The optimisation strategies in this project are not new ideas but shamelessly stolen, some invaluable victims were:
I will use C code for examples but all the transpilers in this project should make use of these optimisations.
The brainfuck code +++ by default would result in the C code
tape[i]++;tape[i]++;tape[i]++;. It is much more clean and likely quicker
to do tape[i]+=3;. The value of this is even more aparent when we
consider sequences of + and - such as +++-- since we can look
at just the net change (tape[i]++;tape[i]++;tape[i]++;tape[i]--;tape[i]--
becomes tape[i]+=1;), if a sequence has no net change it can be entirely
removed (for example -+-+).
A common idiom in brainfuck code is to use a loop [-] to clear a cell (set
it's value to 0) in C we can better represent this as tape[i]=0;. Since
cells wrap around in brainfuck [+] does the same thing.
Performing this optimisation after squashing allows us to catch cases
like [+-+] (which is equivalent to [+]).
Brainfuck only has one type of loop while (tape[i] != 0){}, this means
at the point we exit a loop we can be sure that tape[i] == 0. As a result
the body of the second in a pair of back to back loops will never execute.
Similarly at the start of a brainfuck program the tape is initialised to
zeros (so tape[0] == 0). Therefore we can safely remove any loop before
the first non-loop instruction.
After certain operations (loops/clear cells) the tape cell currently pointed
at must be zero, this means rather than tape[i]+=n we can do tape[i]=n.
In the case of clear cells this means we can remove an instruction because
tape[i]=0;tape[i]=n; is equivalent to tape[i]=n;.

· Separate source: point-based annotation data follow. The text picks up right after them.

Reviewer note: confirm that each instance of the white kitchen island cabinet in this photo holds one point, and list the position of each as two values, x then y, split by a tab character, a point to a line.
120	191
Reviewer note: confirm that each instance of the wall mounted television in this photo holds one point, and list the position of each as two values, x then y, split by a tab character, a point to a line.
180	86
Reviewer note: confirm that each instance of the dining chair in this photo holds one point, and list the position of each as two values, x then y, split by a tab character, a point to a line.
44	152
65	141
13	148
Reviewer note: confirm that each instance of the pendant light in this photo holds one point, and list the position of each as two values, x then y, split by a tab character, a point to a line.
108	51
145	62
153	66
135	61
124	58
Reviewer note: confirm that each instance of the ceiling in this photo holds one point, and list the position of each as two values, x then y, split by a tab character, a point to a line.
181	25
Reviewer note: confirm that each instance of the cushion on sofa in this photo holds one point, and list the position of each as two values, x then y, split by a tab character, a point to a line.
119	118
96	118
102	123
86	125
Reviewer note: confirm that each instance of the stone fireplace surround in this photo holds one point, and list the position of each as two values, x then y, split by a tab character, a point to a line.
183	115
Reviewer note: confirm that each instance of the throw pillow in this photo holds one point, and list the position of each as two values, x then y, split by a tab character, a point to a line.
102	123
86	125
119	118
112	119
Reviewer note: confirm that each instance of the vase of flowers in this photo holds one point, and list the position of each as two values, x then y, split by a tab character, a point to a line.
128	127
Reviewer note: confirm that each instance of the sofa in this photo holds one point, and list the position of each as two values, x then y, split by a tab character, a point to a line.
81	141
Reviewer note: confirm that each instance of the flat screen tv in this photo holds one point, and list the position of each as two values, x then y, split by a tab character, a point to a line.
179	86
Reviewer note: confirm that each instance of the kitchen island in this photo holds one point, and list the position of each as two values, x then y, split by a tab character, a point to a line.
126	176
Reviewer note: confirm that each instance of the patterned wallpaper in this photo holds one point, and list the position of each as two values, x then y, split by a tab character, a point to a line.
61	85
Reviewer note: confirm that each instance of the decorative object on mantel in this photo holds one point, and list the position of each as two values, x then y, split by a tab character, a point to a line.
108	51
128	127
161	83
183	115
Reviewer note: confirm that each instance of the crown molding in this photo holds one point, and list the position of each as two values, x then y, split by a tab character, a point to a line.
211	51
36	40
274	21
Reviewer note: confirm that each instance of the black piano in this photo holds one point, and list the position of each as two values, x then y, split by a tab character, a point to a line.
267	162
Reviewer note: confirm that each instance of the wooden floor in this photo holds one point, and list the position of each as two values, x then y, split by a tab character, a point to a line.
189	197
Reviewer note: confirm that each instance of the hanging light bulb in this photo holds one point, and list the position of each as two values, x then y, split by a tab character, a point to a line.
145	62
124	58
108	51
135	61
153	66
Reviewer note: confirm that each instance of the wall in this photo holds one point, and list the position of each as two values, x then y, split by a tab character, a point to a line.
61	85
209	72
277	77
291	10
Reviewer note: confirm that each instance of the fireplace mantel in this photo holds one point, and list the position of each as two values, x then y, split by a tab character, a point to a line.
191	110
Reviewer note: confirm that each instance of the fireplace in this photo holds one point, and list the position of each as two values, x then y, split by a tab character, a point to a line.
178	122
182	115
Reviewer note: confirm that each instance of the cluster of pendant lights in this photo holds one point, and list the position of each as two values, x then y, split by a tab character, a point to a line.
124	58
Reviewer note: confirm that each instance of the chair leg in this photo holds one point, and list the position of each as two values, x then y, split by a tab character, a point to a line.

Certain Brainfuck instructions "clobber" the current cells value, i.e. they
set its value with no regard for the previous value. Before instruction that
clobber we can remove data arithmetic (+ and -) as well as clear cells ([-]).
For example [-]+++[-]---, can just be ,.
This is probably not very impactful because, one would assume, developers are not deliberately including these pointless instructions in there programs. Every little helps though I suppose.
- Multiply loops and other common loop patterns (such as moves).
- Operation offsets for non-loop instructions.
- Upper bound checking to set tape length (for implementations with limited tape length).